Nossa Senhora fala com São Bernardo de Claraval. Grande devoto d’Ela, ele proclamou suas glórias em seus escritos.

Resposta — Além das revelações particulares citadas na resposta anterior há também as locuções interiores que o Espírito Santo pronuncia no recôndito das almas. Caso se trate de uma alma boa e reta, que Nossa Senhora quer atrair para uma maior santificação pessoal, Ela pede ao Espírito Santo como Esposa, que fale no interior dessas almas. Não há nenhum inconveniente teológico em dizer que é Nossa Senhora quem fala no interior de nossas almas.
Como reconhecer que a procedência dessa locução interior é da Virgem Mãe de Deus? É muito simples: se essa locução nos leva a um sentimento mais humilde de nós mesmos e à prática generosa da virtude ou de qualquer forma de bem, podemos estar certos de que é Nossa Senhora que está falando. Não é preciso que Nossa Senhora nos apareça e fale visivelmente conosco. Ela pode falar no interior de nossas almas, como foi explicado.
Mas se essa voz nos leva a qualquer forma de vanglória, cuidado: pode ser o demônio querendo nos sugerir a idéia de possuirmos um grau de santidade que não atingimos!
Com esses cuidados devidamente tomados, estejamos atentos à voz de Nossa Senhora e tenhamos a docilidade de pô-la em prática, segundo a palavra da Escritura: “Se hoje ouvirdes a sua voz, não endureçais o vosso coração” (Ps 94,8).

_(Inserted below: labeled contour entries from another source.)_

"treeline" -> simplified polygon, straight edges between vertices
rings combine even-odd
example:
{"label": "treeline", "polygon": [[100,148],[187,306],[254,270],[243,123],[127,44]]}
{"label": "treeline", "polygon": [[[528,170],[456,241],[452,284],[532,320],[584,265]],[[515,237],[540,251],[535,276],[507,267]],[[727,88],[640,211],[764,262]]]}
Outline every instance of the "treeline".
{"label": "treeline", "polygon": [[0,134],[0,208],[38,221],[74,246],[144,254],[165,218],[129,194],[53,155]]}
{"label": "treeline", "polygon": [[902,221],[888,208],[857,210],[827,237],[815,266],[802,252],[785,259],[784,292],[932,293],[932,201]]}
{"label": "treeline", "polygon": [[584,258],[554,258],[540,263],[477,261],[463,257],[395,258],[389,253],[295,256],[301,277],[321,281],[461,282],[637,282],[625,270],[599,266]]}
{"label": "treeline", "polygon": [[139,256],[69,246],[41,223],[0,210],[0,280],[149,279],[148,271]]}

Ora, a melhor resposta que podemos dar a Nossa Senhora é sermos muito devotos d’Ela, pensarmos n’Ela frequentemente, falarmos interiormente com Ela muitas vezes. É o conselho de ouro que São Luis Grignion de Montfort apresenta no Tratado da Verdadeira Devoção à Santíssima Virgem, n° 166, e que transmito aqui à prezada consulente.